Molti anni dopo la fine della Seconda guerra mondiale, nelle foreste del Borneo, si trovavano ancora dei soldati giapponesi che, fedeli all’Imperatore, continuavano a combattere. Qualcosa del genere sta avvenendo anche da noi, a oltre un mese dal referendum costituzionale. Quando Blob trasmette le immagini della campagna referendaria di Matteo Renzi, paiono ormai cinegiornali Luce. Eppure, nelle giungle dell’informazione continuano ad aggirarsi gli ultimi giapponesi del renzismo.
Prendete l’articolo di Michele Salvati comparso sul Corriere del 3 gennaio, sotto il titolo Una coalizione riformista contro i populismi. Titolo doppiamente infelice. Intanto perché, come ammette lo stesso autore, la coalizione non c’è; ma poi, e soprattutto, perché non ci sono neppure i populismi. Salvati infatti, usa in modo casual la parola “populismo” per indicare tutto ciò che gli dispiace: Trump, Le Pen, il leghismo, il M5S, le epidemie, il terrorismo islamico, il satanismo…
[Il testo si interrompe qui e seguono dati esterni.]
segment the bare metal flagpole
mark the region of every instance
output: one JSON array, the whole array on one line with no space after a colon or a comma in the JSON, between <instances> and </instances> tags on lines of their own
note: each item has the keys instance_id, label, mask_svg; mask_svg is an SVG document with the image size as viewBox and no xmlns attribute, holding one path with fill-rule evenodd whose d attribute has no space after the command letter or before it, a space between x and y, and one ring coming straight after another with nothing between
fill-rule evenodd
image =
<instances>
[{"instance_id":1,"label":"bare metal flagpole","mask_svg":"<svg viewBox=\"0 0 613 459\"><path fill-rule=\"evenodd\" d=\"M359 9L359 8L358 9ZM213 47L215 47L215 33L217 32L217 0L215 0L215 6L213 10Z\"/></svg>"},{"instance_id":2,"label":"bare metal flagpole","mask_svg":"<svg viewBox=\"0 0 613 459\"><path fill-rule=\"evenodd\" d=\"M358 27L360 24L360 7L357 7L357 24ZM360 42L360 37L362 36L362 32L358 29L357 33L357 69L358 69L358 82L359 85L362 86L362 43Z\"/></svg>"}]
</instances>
Capita raramente, in effetti, d’incontrare un’incomprensione così completa di quanto sta avvenendo nel nostro paese. Per darvi un’idea, basterà la frase seguente: «Inutile illudersi che [gli italiani] si rendano conto dell’estrema difficoltà del compito riformatore, [e che] portino pazienza e facciano sconti a chi governa, specie quando i media, le procure, i movimenti populisti, li bombardano con continui episodi di incompetenza e corruzione» (corsivi miei).
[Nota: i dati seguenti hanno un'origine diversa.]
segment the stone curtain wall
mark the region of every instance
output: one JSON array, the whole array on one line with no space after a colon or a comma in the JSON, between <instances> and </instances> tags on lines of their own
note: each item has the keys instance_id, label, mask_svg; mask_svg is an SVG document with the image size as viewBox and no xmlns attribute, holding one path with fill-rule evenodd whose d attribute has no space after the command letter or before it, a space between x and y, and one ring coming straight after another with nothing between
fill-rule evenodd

Scusa Michele, ma qualcuno dovrà pur dirti che gli italiani non sono così scemi. Al contrario, sembrano essersi resi perfettamente conto, loro, che le riforme di Renzi erano una truffa. Intendo le riforme costituzionali, l’Italicum, il Jobs Act, la Buona Scuola, gli stessi Centri d’identificazione ed espulsione, questi lager a cielo aperto gestiti dalle cooperative così care al ministro Poletti. Tutto questo, caro Michele, gli italiani l’hanno capito benissimo. E tu?